Он замечал слабости своих собратьев — журналистов и писателей, каждый из которых заявлял о высоких мотивах. «Чушь, — говорит Джонсон, — есть только одна причина, по которой писатели становятся писателями, и эта причина — удовольствие, которое они испытывают, когда слышат свое имя». И он рисует курьезную картину, где автор украдкой перебегает от кофейни к кофейне, «как переодетый халиф», и вострит внимательное ухо, чтобы подслушать, что мир говорит о его последней работе, но жестокая правда заключается в том, что никто о ней даже не говорит.
Время от времени нам попадаются фразы Джонсона, и каждый раз при этом мы киваем и говорим, да, мы такие, таков уж род человеческий:
«Почти каждый имеет реальную или воображаемую связь со знаменитостью».
«Ничего нет хуже, чем планировать веселье».
«Самое простое и безопасное средство от всех печалей — занятость».
«Лекарством от большей части людских горестей являются средства не радикальные, а паллиативные».

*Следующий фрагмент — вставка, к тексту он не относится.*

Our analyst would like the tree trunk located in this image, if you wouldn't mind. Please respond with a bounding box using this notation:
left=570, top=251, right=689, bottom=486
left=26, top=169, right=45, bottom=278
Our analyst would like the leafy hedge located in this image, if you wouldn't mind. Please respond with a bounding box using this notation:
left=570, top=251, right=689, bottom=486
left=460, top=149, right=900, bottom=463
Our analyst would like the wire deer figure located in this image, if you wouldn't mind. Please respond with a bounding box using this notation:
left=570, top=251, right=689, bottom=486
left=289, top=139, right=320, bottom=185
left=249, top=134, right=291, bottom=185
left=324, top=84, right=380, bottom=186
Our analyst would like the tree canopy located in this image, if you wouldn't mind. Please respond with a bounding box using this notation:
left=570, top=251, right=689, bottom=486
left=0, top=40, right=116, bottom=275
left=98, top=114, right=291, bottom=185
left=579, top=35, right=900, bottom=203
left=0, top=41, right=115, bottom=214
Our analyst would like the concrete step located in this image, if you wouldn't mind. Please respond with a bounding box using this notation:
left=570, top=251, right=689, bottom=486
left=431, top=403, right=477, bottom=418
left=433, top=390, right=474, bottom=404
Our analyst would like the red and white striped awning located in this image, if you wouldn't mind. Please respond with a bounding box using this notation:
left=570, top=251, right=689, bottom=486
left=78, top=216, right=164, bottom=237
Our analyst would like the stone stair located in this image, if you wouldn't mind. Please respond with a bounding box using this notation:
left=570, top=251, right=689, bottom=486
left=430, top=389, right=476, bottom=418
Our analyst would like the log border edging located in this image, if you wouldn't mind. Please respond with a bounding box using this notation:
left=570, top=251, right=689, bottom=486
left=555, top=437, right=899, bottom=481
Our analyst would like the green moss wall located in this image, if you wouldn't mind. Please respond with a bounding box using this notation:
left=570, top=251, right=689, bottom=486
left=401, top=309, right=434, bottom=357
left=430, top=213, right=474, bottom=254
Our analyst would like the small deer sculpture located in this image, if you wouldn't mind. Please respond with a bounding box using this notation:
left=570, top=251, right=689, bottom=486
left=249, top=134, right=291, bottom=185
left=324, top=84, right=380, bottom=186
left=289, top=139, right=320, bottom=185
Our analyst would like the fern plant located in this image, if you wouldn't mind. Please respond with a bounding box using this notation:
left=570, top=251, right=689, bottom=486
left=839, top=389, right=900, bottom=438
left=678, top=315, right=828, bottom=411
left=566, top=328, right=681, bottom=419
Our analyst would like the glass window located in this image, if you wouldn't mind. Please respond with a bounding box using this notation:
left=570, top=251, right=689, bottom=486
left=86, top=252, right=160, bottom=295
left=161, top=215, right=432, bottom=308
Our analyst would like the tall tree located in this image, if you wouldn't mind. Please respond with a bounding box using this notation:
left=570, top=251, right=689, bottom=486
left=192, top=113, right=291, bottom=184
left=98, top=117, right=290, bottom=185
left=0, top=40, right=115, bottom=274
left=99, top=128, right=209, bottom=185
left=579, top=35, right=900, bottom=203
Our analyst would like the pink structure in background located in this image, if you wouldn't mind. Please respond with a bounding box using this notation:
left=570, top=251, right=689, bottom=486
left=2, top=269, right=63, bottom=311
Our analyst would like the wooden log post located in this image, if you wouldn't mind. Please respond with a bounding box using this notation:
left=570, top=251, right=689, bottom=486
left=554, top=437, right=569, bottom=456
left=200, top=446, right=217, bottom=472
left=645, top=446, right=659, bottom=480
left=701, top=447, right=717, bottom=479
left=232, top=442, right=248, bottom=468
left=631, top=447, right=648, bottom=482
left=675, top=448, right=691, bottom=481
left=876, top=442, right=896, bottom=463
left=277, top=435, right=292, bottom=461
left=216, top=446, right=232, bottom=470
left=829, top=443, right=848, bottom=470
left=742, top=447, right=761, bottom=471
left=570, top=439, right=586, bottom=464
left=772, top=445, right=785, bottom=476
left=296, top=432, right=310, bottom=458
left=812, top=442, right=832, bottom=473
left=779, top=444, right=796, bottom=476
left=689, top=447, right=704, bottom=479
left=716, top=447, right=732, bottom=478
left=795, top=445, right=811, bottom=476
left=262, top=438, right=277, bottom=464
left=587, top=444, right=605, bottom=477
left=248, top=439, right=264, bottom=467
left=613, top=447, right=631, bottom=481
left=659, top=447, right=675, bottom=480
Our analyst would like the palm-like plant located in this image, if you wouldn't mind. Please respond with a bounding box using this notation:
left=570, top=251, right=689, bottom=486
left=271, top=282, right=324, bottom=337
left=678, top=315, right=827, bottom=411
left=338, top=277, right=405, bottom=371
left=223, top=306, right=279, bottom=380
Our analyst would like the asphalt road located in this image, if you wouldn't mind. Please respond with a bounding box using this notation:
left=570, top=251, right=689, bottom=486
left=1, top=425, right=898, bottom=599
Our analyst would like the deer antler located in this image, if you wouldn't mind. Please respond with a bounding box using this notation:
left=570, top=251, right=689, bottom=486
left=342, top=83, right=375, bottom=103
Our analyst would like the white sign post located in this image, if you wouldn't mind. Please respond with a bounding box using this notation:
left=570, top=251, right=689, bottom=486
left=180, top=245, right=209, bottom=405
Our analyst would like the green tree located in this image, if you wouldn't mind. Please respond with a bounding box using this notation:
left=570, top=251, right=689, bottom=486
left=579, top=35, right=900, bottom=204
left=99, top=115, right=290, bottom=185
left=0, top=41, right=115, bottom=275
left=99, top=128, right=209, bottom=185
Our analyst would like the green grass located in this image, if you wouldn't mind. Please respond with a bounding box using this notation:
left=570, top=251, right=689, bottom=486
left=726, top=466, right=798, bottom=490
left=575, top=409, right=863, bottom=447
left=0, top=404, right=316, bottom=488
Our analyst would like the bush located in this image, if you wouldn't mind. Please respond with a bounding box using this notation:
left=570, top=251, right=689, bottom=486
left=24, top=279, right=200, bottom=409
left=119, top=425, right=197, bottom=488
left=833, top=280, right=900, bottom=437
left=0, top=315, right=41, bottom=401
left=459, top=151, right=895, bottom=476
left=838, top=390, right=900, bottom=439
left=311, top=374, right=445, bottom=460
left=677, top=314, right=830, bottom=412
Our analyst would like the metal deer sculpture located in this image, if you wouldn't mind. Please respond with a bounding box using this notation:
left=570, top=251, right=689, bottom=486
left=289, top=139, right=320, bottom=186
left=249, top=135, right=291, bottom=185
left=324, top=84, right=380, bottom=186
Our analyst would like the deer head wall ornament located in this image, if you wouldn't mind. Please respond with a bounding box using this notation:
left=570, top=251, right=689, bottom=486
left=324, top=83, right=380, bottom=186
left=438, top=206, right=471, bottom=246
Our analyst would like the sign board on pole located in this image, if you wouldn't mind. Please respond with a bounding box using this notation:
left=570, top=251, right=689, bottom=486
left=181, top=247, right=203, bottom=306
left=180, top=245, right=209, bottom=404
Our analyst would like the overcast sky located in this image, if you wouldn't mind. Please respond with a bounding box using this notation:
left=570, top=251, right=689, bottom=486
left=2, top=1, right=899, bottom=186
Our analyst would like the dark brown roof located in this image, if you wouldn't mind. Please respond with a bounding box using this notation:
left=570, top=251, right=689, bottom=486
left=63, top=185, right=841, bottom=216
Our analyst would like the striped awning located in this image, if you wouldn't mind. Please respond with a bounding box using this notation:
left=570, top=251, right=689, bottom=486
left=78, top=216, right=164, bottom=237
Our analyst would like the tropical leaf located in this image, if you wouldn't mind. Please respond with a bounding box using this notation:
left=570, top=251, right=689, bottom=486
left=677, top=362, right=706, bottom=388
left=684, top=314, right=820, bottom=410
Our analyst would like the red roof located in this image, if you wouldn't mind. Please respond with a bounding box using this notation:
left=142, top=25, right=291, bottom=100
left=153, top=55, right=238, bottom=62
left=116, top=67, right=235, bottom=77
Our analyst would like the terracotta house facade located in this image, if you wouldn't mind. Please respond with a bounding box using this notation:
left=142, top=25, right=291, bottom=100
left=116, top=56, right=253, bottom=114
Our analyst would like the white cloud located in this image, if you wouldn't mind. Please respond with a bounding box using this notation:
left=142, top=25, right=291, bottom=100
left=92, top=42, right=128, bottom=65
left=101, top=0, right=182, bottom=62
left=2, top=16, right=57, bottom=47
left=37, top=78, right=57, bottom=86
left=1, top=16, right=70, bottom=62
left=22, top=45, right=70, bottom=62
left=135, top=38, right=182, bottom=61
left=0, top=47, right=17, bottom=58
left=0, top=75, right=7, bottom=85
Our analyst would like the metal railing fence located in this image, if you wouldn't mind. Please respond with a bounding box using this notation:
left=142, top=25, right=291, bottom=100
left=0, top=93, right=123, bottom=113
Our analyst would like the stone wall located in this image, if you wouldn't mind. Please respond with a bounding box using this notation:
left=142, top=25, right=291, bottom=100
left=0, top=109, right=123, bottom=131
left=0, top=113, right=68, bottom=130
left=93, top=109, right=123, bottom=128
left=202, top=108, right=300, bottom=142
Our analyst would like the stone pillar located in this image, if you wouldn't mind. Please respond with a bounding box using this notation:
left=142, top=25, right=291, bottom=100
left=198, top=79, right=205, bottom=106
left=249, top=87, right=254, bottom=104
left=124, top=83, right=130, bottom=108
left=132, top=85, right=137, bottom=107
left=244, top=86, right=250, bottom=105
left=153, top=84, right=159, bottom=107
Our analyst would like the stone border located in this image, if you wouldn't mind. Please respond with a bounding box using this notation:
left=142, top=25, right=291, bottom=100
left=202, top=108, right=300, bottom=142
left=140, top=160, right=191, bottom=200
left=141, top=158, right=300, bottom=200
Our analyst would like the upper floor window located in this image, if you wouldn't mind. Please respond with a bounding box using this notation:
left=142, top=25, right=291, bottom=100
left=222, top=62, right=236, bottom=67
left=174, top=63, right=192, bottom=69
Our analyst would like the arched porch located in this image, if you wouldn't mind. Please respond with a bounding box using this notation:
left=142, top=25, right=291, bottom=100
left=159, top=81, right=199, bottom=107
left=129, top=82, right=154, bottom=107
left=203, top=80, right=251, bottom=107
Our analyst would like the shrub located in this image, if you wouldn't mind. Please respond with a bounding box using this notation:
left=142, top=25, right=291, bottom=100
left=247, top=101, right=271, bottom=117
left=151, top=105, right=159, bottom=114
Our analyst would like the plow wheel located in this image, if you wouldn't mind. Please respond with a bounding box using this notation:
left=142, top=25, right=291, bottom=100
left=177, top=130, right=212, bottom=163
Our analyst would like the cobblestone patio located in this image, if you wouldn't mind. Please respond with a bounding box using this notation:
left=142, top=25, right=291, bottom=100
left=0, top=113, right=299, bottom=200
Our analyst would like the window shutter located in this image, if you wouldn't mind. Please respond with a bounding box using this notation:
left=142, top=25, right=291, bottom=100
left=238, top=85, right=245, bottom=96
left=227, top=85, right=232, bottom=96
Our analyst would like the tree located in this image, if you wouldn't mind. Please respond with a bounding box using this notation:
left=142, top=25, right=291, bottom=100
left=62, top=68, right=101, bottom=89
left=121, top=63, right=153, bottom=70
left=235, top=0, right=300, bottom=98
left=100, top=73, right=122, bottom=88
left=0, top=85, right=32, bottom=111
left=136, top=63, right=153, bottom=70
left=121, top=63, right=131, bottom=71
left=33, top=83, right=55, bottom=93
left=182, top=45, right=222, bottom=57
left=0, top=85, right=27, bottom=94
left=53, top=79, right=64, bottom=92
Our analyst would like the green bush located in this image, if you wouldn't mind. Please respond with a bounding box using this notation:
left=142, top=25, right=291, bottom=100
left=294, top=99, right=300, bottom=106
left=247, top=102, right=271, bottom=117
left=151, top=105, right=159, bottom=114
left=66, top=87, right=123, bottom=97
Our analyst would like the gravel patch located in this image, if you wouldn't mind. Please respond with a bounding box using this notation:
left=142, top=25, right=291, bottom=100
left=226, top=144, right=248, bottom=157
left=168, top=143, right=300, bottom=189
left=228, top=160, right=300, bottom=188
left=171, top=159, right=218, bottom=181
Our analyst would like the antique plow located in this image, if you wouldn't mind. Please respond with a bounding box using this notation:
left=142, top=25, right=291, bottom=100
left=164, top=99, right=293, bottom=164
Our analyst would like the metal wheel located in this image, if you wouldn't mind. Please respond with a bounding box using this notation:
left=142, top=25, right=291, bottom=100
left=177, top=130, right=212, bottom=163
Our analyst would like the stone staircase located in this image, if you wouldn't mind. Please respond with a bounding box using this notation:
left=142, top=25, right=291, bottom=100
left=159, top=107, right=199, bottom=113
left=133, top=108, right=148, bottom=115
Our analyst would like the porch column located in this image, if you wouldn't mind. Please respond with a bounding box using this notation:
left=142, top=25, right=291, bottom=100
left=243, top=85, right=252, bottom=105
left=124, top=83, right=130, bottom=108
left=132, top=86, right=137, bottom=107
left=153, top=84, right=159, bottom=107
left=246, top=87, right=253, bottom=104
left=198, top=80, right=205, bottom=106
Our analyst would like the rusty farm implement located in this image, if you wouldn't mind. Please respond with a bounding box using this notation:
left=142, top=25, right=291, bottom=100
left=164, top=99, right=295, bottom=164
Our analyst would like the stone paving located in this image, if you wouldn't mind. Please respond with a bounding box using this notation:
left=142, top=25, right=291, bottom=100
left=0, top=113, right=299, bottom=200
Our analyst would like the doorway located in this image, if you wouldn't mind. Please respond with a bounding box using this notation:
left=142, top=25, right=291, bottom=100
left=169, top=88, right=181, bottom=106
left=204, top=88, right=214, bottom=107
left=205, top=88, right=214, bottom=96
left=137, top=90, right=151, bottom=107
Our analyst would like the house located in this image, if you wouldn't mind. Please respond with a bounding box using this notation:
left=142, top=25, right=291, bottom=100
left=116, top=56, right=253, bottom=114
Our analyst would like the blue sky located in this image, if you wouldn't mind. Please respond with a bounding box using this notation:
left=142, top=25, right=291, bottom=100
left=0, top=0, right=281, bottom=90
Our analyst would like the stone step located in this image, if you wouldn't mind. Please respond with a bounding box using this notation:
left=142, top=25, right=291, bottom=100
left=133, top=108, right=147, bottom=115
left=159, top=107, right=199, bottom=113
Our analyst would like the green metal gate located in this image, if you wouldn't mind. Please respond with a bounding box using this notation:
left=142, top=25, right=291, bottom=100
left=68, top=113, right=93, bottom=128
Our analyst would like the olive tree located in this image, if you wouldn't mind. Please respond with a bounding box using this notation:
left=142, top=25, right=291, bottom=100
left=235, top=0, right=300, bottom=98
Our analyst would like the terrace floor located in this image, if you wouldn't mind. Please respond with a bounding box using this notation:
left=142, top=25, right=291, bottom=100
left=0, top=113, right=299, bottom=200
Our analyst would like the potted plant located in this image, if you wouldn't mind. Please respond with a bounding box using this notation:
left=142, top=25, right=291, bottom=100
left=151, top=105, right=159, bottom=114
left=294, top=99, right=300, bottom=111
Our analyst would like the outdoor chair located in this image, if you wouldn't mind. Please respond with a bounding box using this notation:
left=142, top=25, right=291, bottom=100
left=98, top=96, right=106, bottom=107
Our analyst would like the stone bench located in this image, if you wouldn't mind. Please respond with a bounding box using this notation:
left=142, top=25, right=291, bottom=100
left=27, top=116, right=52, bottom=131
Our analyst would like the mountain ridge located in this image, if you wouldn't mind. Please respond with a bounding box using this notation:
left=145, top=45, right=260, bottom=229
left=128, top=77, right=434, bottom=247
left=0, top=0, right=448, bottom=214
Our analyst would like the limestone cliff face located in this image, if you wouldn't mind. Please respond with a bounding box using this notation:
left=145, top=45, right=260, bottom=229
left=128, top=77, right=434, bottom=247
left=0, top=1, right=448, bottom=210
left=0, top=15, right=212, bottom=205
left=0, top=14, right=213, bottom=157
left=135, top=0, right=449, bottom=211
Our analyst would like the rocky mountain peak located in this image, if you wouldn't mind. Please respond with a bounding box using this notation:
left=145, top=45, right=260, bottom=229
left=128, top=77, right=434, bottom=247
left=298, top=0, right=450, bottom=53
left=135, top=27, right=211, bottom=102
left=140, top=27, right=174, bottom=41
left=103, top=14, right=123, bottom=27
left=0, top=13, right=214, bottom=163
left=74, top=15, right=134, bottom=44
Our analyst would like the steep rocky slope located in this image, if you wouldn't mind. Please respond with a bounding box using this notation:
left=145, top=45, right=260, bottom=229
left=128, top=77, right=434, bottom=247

«Любое животное мстит за причиненную боль тому, кто оказался рядом».
И еще много подобного.
Даже если его трагедия «Айрин» стала нечаянной комедией, даже если его поэзия не очень рифмуется, его стихи имеют джонсоновскую весомость. «Здесь падающие дома, будто громом, голову пробивают, — пишет он в сатирической поэме о Лондоне. — Здесь женщины-атеистки до смерти тебя заболтают».
Это лапидарный стиль, в том смысле, что он такой же экономный, как надпись на латыни. Он не только написал знаменитую эпитафию Оливеру Голдсмиту, которую можно видеть в Уголке поэтов: «Olivarii Goldsmith, Poetae, Physici, Historici, qui nullum fere scribendi genus non tetigit, nullum quod tetigitnon ornavit» (Оливер Голдсмит, поэт, философ, историк, который затронул едва ли не все стили литературы, и ни один из затронутых не остался не улучшенным), — но и из всех строк пьес Голдсмита самая знаменитая принадлежала авторству Джонсона: «How small, of all that human hearts endure, That part which laws or kings can cause or cure» (В судьбе людской сколь неприметна роль, Что мнят играть закон или король![9]).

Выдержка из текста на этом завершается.